Parenting 101: FAQs: Terrible Twos
Dr. Phil answers some of the frequently asked questions about raising a child.
Doreen and Kirk's son, Max, is in his "terrible twos." He bites, throws food, screams in restaurants, runs away from them, and won't share with his little brother. Saying "no," "stop," and giving Max a time-out is not working, and Doreen wants to know what Dr. Phil would do if he were to spend some time with her children.

Having been bitten by Max on a number of occasions, Kirk feels there is no effective way to discipline him. Kirk often sits Max on his lap for a time-out, and explains to him that his behavior is wrong. "The time-outs aren't working," says Kirk. "He laughs at us." Doreen and Kirk feel they've tried everything and want Max to learn to listen to them when they say "no" and "stop."
"I'm a strong believer that lazy parents are busy people," says Dr. Phil, explaining that when people are busy, the actual application of parenting isn't getting done. He asks them what Max values the most, because there are things that he will respond to.

"I think he values spending time with us," says Doreen. "I think that's why we're having a problem when we put him on our laps to have a time-out. He loves it."

Dr. Phil explains what happens as "punishment" for Max when he bites. "You have him absolutely wrapped up in your arms, hugging him, and you are bent down cooing in his ear. When you break it down like that, does that not seem like you are actually training him to bite his little brother?" he asks.

Dr. Phil tells them that they need to get Max to predict what is going to happen when he bites someone. "And the biggest lever I see is isolation. He does not like isolation. Time-out is not your lap. That is a reward."

Dr. Phil explains that they need to find a place to put Max that is devoid of stimulation, so that he doesn't want to go there.

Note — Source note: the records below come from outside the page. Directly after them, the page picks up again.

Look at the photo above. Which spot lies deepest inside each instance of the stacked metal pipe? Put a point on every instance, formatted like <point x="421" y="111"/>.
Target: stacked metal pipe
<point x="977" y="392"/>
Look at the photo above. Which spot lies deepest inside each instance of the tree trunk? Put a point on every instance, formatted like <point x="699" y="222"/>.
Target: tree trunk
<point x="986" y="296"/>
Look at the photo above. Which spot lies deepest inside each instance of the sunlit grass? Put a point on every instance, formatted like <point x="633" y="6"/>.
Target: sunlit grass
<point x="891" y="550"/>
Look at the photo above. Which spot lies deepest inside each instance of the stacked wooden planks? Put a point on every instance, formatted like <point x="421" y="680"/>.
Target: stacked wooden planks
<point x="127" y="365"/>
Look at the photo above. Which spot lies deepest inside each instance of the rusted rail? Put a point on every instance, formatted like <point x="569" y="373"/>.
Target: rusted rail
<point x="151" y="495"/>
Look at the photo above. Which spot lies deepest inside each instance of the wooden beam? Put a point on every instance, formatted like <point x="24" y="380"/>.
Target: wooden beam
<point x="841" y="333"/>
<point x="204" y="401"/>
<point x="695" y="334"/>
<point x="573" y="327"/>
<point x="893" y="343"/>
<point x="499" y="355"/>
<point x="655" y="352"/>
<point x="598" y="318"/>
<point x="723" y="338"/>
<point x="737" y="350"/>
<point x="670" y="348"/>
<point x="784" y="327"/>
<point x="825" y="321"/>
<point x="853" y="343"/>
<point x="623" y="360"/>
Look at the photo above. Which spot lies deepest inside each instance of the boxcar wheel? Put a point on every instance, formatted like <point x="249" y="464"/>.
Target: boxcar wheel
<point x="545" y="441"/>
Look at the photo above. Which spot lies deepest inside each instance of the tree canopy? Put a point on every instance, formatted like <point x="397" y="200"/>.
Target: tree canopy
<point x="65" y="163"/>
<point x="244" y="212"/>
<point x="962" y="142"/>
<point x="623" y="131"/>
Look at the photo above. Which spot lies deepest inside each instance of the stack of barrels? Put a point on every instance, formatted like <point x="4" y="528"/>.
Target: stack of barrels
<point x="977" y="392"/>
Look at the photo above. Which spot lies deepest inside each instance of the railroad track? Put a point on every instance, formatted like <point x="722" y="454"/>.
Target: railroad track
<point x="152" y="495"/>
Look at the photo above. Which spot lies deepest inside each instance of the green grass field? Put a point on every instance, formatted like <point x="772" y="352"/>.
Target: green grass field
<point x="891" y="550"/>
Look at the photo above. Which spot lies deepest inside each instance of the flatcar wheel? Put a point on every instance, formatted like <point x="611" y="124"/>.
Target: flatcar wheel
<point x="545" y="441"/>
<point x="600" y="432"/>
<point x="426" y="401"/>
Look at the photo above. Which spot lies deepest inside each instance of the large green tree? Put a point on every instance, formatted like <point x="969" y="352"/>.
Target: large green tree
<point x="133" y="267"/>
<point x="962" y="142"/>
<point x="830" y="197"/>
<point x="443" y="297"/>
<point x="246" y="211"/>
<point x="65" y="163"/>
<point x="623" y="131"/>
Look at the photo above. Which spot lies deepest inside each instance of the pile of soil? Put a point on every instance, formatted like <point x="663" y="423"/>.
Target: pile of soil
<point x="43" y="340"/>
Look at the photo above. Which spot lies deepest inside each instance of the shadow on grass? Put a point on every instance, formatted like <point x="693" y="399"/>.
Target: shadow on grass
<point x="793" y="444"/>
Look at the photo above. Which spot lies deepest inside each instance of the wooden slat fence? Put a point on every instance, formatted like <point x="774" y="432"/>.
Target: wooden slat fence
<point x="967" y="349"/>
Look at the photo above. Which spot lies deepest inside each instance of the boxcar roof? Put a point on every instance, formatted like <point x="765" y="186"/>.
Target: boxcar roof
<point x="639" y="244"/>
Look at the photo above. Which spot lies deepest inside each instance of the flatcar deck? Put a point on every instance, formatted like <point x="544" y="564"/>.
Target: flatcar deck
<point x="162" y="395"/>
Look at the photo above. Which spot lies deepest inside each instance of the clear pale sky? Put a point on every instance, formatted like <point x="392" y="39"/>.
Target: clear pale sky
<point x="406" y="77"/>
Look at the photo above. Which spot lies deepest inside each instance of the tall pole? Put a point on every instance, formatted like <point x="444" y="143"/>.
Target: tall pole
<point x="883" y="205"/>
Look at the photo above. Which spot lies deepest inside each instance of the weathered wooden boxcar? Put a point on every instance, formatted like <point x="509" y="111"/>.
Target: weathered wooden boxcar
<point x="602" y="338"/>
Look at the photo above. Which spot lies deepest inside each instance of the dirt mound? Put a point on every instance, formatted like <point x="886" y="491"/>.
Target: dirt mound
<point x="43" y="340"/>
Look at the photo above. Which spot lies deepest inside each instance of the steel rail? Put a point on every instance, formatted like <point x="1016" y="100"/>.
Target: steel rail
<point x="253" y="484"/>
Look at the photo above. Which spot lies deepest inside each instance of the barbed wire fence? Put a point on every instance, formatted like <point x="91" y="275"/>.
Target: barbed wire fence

The place doesn't need to be scary or ugly in any way, just a place that withdraws him from all stimulation. "If you are worried about him, then rig a video camera so you can watch, but he needs to get no social reinforcement at that time," says Dr. Phil.

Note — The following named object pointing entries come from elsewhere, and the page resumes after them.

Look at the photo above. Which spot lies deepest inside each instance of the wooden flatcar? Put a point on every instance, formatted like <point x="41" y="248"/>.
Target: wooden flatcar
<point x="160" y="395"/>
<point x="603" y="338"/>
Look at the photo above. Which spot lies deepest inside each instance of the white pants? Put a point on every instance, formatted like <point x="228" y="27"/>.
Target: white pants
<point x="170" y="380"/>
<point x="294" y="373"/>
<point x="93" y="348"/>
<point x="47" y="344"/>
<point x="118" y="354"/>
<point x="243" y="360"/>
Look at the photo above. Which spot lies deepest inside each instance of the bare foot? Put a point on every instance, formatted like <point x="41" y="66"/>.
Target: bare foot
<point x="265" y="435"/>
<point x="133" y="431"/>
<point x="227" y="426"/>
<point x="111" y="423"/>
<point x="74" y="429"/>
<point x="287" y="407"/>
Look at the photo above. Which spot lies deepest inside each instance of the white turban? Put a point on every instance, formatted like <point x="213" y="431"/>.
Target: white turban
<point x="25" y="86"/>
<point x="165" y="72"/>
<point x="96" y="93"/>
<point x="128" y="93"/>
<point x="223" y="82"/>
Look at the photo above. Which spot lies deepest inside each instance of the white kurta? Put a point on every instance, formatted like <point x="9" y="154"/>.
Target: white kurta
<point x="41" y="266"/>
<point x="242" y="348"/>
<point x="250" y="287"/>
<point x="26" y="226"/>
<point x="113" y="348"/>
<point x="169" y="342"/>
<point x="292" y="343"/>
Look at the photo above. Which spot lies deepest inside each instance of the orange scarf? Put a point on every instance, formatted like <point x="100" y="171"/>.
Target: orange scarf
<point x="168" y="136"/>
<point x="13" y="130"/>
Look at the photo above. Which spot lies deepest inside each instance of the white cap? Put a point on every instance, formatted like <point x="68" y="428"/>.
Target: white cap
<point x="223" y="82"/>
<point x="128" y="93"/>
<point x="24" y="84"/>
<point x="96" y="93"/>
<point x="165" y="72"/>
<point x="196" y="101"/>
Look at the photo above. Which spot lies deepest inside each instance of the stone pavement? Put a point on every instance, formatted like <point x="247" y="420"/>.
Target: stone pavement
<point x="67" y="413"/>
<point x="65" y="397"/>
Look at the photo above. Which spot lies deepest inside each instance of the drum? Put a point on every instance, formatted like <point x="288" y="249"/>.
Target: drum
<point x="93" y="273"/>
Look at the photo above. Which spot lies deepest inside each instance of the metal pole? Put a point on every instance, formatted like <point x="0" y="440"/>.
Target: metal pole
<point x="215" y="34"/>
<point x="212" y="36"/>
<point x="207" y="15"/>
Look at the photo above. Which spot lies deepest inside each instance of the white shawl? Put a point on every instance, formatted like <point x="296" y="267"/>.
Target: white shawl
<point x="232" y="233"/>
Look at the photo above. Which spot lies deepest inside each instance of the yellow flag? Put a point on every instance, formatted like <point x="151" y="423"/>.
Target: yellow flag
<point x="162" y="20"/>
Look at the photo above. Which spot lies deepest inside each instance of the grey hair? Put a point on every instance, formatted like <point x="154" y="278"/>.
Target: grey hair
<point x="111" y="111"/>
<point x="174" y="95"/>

As for Max's reluctance to share, Dr. Phil suggests, "Don't ask a 2-year-old to share. They do not understand the concept of sharing at this point." Because kids don't really understand sharing until they're about 4, some toys may need to be played with when there are no other kids around.

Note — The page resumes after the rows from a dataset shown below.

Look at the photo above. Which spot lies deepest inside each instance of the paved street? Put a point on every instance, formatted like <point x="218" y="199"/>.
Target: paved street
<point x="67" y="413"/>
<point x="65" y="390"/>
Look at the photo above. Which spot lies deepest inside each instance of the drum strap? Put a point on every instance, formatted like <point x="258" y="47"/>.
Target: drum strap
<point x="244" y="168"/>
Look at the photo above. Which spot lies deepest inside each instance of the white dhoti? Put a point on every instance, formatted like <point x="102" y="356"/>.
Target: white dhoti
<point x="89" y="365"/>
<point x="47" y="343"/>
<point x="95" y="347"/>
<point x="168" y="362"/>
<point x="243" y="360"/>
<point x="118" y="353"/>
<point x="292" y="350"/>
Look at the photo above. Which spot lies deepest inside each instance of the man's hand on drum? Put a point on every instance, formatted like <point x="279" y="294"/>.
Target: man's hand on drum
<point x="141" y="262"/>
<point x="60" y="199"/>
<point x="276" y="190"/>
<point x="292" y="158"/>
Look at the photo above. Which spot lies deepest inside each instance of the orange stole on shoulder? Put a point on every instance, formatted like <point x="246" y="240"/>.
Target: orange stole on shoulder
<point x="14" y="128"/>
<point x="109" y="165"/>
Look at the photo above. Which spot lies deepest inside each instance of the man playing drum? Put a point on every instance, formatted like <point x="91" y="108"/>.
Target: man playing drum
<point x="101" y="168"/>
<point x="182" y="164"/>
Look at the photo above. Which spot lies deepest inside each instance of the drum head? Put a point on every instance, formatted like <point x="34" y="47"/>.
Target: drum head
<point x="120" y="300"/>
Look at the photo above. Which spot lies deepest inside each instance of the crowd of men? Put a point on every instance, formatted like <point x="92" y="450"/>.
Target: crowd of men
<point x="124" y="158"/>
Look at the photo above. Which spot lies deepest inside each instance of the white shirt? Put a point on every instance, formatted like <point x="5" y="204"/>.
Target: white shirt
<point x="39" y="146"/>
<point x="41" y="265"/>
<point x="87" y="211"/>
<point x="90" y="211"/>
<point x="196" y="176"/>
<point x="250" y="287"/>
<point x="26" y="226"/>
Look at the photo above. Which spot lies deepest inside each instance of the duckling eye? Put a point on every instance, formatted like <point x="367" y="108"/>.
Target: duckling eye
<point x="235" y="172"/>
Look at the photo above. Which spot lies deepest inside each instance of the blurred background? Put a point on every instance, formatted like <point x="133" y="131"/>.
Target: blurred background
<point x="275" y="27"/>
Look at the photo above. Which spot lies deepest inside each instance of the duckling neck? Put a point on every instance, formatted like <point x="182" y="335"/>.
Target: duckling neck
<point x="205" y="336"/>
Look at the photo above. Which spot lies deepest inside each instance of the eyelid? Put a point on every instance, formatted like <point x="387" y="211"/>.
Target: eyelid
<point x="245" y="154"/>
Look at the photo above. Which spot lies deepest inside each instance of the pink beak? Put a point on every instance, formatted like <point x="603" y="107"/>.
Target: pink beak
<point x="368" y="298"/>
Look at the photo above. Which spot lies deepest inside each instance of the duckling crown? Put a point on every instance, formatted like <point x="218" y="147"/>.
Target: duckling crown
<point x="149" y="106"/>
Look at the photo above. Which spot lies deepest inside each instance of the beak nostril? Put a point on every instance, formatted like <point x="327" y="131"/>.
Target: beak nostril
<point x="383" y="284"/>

When Max throws food, Dr. Phil says some of it is normal because kids are exploring. "But if there is a pattern that is pretty consistent, again, they have to be able to predict the consequences of their actions." For example, if Max throws his food, he has to learn that he has to get out of his chair and clean it up. This requires commitment on the part of the parents.

"The same thing with the restaurant," says Dr. Phil. "When he screams, you have to be prepared to walk out of the restaurant. One of you, not both of you," he says, explaining that Max should understand that the rest of the family gets to stay and have a nice meal, but he has to sit in a car seat in the car with a parent who is ignoring him. "You can't give him control," says Dr. Phil. "And you have to be careful that your responses are not rewarding him, but instead taking power away that he doesn't want to give up."

"The same with chasing him," he continues. "That is a game. He hits the ground running and you're after him. Did you notice he giggles when you catch him?" They have to let Max know that he can't run away. Dr. Phil gives examples of not letting him out of his stroller, or picking him back up every time he takes a step. "You have to interrupt the disruptive behavior every single time with something that he does not value," he says.

Dr. Phil sums it up: "You want to raise a felon or you do what you have to do. Because if you let this kid run wild with no boundaries and no impulse control, you are going to have a serious problem."